On peut évidemment s’interroger sur cette insistance : qui les vainqueurs voulaient-ils convaincre ? Les indigènes du peuple, dont la plupart étaient illettrés ou rebelles à l’art monumental occidental ? Les intellectuels colonisés, souvent hostiles quoi qu’il en fût ? Peu, d’ailleurs, devaient regarder positivement ces monuments, érigés la plupart du temps… avec l’argent de leurs impôts, quand ce n’était pas grâce à des souscriptions plus ou moins imposées.
En réalité, c’était eux-mêmes que les colonisateurs exaltaient.
En Indochine
À Saïgon, la rue principale, emblématique, véritable poumon de la ville, portait le nom de Catinat, du nom de la première corvette qui bombarda une ville vietnamienne (Da Nang, rebaptisée Tourane), le 16 septembre 1856. On comptait aussi des boulevards Gallieni, Charner, Chasseloup-Laubat, Pasteur, Kitchener, Albert 1 er, de l’amiral Courbet, des rues Mac Mahon, d’Alsace-Lorraine, de Champagne, de Nancy, de Verdun, une place Pigneau-de-Béhaine, des quais Le-Myre-de-Vilers, Chaigneau, un parc Maurice Long, plus tard des boulevards du général de Gaulle, du maréchal Leclerc, de Lattre de Tassigny, etc. Il existait ou il subsistait pourtant des rues Do Huu Vi, Phan Thanh Gian, Huynh Quang Tien, Nguyen Tan Nghiem, Le Loi, autant de noms liés à l’histoire propre du pays.

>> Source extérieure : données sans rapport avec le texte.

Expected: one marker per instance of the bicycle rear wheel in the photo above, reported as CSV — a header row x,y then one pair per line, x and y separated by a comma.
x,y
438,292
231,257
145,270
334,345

Hanoi, un temps capitale de l’Indochine française, ne pouvait être en reste. Si la vieille ville garda ses noms anciens de rues (liés aux diverses corporations qui y travaillaient), l’artère principale de la ville européenne, entre le petit lac et l’Opéra, s’appelait Paul Bert, du nom d’un savant devenu gouverneur général. On pouvait également se déplacer dans des rues nommées Alexandre de Rhodes, Calmette, Gallieni, Auguste Pavie, Pierre Pasquier, des boulevards ou avenues de l’amỉral Courbet, Victor Hugo, du sergent Bobillot, Félix Faure, Francis Garnier, Jauréguiberry, du maréchal Joffre, un quai Clemenceau, etc.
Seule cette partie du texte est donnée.